这篇论文用RoI技术分析网络流量,结合机器学习实现了99.64%精度和0%漏报,比传统端点检测更早发现共享存储上的勒索攻击。
该论文提出一种混合检测框架,用于检测企业共享存储环境中的加密勒索软件入侵。框架基于Region of Interest (RoI)技术分析网络流量并提取入侵指标(IoC),IoC可作为EDR、IDS等工具的补充规则集。RoI特征用于训练机器学习模型,检测高度规避的勒索软件变种。实验显示,机器学习模块检测精度达99.64%,假阴性率为0%,假阳性率极低,整体准确率达99.44%。该方法能早期识别攻击,在造成重大损害前发出预警。

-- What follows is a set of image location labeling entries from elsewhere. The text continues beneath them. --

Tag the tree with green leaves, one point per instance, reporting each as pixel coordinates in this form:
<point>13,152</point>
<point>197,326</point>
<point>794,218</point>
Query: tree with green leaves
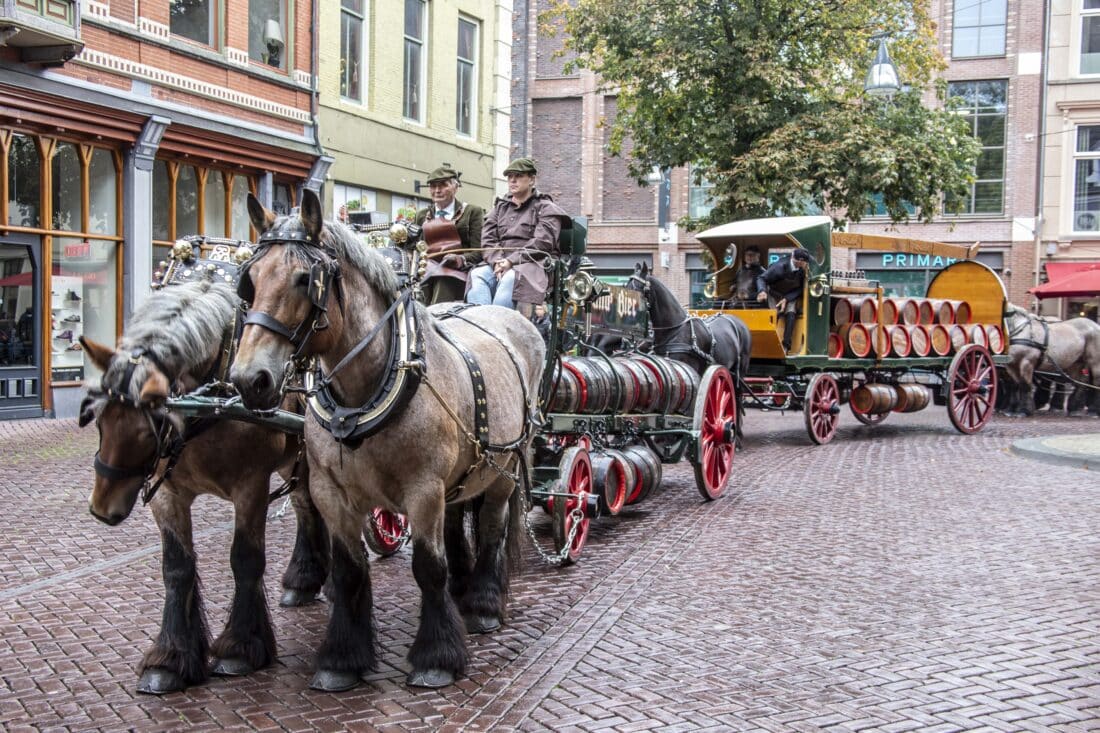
<point>765,99</point>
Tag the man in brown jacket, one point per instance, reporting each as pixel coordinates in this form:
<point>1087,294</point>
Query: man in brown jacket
<point>449,225</point>
<point>520,233</point>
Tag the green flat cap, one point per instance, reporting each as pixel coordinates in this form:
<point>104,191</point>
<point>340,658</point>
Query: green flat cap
<point>443,173</point>
<point>524,165</point>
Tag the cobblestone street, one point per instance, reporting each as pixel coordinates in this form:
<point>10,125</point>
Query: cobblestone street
<point>903,577</point>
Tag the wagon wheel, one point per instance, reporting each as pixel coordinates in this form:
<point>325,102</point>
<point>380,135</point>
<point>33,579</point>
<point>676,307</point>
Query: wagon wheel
<point>822,407</point>
<point>715,427</point>
<point>971,389</point>
<point>570,512</point>
<point>385,532</point>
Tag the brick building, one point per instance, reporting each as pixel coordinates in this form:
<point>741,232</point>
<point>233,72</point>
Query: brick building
<point>411,85</point>
<point>124,124</point>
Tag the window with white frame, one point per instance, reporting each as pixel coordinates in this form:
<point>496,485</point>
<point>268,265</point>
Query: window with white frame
<point>985,106</point>
<point>194,19</point>
<point>352,48</point>
<point>468,77</point>
<point>1090,36</point>
<point>416,21</point>
<point>978,29</point>
<point>1087,178</point>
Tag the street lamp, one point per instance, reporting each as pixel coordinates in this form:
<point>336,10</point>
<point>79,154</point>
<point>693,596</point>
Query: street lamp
<point>882,79</point>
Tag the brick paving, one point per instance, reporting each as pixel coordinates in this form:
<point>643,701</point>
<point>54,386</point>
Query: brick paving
<point>902,578</point>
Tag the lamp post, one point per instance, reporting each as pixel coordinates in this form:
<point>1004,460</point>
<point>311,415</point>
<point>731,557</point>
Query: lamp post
<point>882,77</point>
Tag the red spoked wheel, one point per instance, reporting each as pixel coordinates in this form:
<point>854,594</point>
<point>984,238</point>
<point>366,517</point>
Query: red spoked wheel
<point>715,428</point>
<point>971,389</point>
<point>386,532</point>
<point>571,506</point>
<point>822,407</point>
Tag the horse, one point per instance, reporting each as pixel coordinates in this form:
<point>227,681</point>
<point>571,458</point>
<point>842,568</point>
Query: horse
<point>413,409</point>
<point>699,342</point>
<point>175,343</point>
<point>1067,347</point>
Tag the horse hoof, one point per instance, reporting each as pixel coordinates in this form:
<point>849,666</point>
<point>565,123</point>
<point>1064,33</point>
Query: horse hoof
<point>231,667</point>
<point>430,678</point>
<point>481,624</point>
<point>329,680</point>
<point>157,680</point>
<point>293,598</point>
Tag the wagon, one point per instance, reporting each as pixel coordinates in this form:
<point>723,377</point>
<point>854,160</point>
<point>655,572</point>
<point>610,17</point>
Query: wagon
<point>851,342</point>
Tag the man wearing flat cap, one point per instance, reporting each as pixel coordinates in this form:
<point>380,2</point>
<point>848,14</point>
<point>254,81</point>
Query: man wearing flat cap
<point>452,231</point>
<point>520,233</point>
<point>782,285</point>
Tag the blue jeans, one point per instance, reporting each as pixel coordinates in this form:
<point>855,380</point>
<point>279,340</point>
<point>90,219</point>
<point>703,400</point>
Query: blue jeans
<point>486,290</point>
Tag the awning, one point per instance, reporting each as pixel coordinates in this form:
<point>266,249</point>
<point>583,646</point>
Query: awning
<point>1069,280</point>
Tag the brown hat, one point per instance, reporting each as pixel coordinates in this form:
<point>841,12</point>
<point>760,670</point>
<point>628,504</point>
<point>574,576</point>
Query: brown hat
<point>523,165</point>
<point>443,173</point>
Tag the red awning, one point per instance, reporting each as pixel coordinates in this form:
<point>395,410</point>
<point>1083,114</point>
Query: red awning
<point>1069,280</point>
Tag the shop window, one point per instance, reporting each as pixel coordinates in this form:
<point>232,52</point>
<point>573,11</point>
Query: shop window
<point>241,222</point>
<point>983,105</point>
<point>194,19</point>
<point>102,193</point>
<point>83,301</point>
<point>267,32</point>
<point>415,53</point>
<point>65,168</point>
<point>213,205</point>
<point>979,28</point>
<point>352,48</point>
<point>24,183</point>
<point>187,203</point>
<point>468,77</point>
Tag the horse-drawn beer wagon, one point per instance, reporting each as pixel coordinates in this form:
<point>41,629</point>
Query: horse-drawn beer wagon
<point>851,343</point>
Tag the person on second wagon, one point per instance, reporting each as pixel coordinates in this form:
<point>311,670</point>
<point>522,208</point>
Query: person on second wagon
<point>782,285</point>
<point>519,236</point>
<point>449,225</point>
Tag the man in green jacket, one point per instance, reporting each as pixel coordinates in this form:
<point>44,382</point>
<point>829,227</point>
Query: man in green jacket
<point>452,230</point>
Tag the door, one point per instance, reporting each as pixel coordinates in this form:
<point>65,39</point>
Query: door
<point>21,353</point>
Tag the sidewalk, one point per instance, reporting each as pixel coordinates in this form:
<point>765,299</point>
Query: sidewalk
<point>1077,450</point>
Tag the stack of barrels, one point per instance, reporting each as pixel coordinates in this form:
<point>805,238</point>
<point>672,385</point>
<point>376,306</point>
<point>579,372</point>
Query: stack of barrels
<point>912,327</point>
<point>624,385</point>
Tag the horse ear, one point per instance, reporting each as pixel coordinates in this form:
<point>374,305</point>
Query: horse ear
<point>262,219</point>
<point>100,354</point>
<point>155,390</point>
<point>310,212</point>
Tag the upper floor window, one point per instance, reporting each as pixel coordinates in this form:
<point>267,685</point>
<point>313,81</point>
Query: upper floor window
<point>415,54</point>
<point>468,77</point>
<point>352,17</point>
<point>1090,36</point>
<point>267,32</point>
<point>194,19</point>
<point>979,28</point>
<point>983,105</point>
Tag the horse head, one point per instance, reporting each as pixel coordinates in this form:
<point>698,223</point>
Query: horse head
<point>134,428</point>
<point>289,317</point>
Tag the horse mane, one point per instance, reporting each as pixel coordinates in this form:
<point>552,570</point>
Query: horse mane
<point>180,326</point>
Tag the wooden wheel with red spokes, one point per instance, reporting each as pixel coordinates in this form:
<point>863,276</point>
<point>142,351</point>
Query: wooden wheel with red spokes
<point>822,407</point>
<point>715,428</point>
<point>385,532</point>
<point>571,504</point>
<point>971,389</point>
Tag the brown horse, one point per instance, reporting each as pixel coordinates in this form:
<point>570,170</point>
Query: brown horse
<point>408,413</point>
<point>1066,348</point>
<point>175,345</point>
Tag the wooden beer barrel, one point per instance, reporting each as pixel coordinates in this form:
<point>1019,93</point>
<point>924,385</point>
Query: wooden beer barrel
<point>856,339</point>
<point>873,398</point>
<point>920,341</point>
<point>994,336</point>
<point>939,339</point>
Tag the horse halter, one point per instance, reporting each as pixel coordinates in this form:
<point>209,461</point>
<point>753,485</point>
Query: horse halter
<point>323,276</point>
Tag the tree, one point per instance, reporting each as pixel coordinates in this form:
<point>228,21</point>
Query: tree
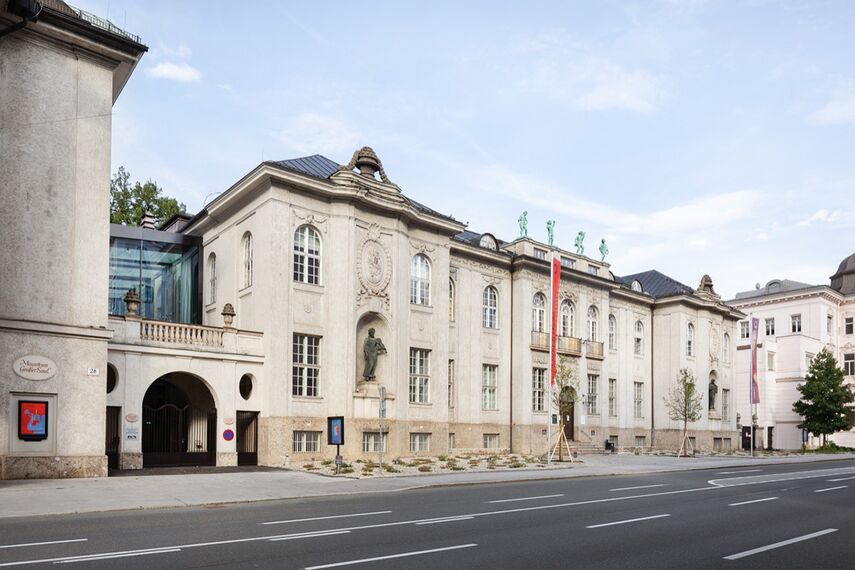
<point>684,404</point>
<point>825,399</point>
<point>128,203</point>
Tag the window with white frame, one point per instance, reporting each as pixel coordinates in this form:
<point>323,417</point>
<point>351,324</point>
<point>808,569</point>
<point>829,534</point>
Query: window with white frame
<point>612,332</point>
<point>593,323</point>
<point>306,442</point>
<point>538,313</point>
<point>306,365</point>
<point>593,384</point>
<point>538,389</point>
<point>567,318</point>
<point>246,260</point>
<point>420,280</point>
<point>373,442</point>
<point>770,327</point>
<point>212,278</point>
<point>307,255</point>
<point>419,442</point>
<point>419,376</point>
<point>613,397</point>
<point>638,345</point>
<point>638,399</point>
<point>490,308</point>
<point>489,386</point>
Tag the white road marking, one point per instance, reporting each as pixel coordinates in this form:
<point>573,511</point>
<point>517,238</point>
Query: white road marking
<point>109,557</point>
<point>779,544</point>
<point>830,489</point>
<point>526,498</point>
<point>43,543</point>
<point>389,557</point>
<point>627,521</point>
<point>752,502</point>
<point>639,487</point>
<point>440,521</point>
<point>329,517</point>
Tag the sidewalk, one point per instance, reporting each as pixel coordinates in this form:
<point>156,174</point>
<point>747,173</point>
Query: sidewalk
<point>66,496</point>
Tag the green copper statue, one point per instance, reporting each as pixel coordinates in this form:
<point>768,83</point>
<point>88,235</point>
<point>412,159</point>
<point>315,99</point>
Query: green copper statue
<point>371,349</point>
<point>580,243</point>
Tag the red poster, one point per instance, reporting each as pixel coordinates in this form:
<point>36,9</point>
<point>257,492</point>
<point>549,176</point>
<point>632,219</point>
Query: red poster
<point>32,420</point>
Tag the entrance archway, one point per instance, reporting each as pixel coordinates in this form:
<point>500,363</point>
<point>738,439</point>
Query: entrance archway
<point>179,422</point>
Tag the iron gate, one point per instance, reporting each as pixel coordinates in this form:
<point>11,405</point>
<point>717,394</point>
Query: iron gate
<point>174,436</point>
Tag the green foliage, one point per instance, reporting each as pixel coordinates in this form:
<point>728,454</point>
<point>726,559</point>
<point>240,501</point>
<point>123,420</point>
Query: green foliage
<point>825,401</point>
<point>128,202</point>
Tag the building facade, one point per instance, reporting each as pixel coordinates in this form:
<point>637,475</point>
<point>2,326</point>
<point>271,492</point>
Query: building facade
<point>797,320</point>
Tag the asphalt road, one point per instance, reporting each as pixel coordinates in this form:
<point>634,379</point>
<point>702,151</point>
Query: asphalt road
<point>778,516</point>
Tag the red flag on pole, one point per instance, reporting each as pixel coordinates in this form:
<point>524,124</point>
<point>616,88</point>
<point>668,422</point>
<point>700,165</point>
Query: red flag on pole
<point>556,281</point>
<point>755,388</point>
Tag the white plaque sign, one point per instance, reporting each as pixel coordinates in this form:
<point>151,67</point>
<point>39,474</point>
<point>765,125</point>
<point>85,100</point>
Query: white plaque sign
<point>34,367</point>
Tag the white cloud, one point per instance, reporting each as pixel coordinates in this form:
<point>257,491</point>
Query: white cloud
<point>175,71</point>
<point>314,133</point>
<point>839,111</point>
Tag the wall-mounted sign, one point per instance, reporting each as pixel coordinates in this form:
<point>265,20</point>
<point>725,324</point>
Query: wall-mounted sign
<point>335,430</point>
<point>32,420</point>
<point>34,367</point>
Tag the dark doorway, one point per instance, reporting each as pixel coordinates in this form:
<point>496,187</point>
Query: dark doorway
<point>247,438</point>
<point>179,423</point>
<point>112,436</point>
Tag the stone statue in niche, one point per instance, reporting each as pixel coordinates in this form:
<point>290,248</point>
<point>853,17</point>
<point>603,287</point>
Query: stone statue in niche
<point>371,349</point>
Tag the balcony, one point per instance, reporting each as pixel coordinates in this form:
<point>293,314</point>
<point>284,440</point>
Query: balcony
<point>594,349</point>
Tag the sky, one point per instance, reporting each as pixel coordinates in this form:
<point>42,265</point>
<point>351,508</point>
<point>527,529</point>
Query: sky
<point>694,136</point>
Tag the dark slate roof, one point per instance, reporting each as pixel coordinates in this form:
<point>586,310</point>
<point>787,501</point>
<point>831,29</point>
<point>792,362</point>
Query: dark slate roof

A Hybrid Framework For Crypto-Ransomware Detection In Enterprise Shared Storage
Most corporate workplace environments enforce policies and technical controls that limit the storage of sensitive data on client endpoints. Consequently, ransomware operators have evolved variants that expand their attack surface from local systems to network drives and shared storage resources. As traditional endpoint detection mechanisms focus primarily on local system behaviour, a compromised client can impact remote file servers, such as by encrypting shared data, without directly triggering behavioural changes on the servers themselves. In this paper, we propose a hybrid detection framework for detecting crypto-ransomware intrusion within integrated file server and client environments. The framework is based on a new technique referred to as Region of Interest (RoI) to analyse network traffic and extract Indicators of Compromise (IoCs). The IoC repository serves as an additional ruleset to enhance existing security tools such as EDRs and IDSs, while RoI-derived features are used to train an ML model to detect highly evasive variants. This study incorporates a broader set of ransomwares families and carefully selected benign behaviors based on domain expertise, ensuring coverage of common user actions that could interfere with ransomware detection. Beyond IoCs, which operate in a signature-based manner, our machine learning module achieves a detection precision of 99.64%, with a 0% false negative rate (FNR) and a minimal false positive rate (FPR). Furthermore, the proposed method enables early detection, identifying ransomware intrusions before significant damage occurs, achieving an accuracy of 99.44%.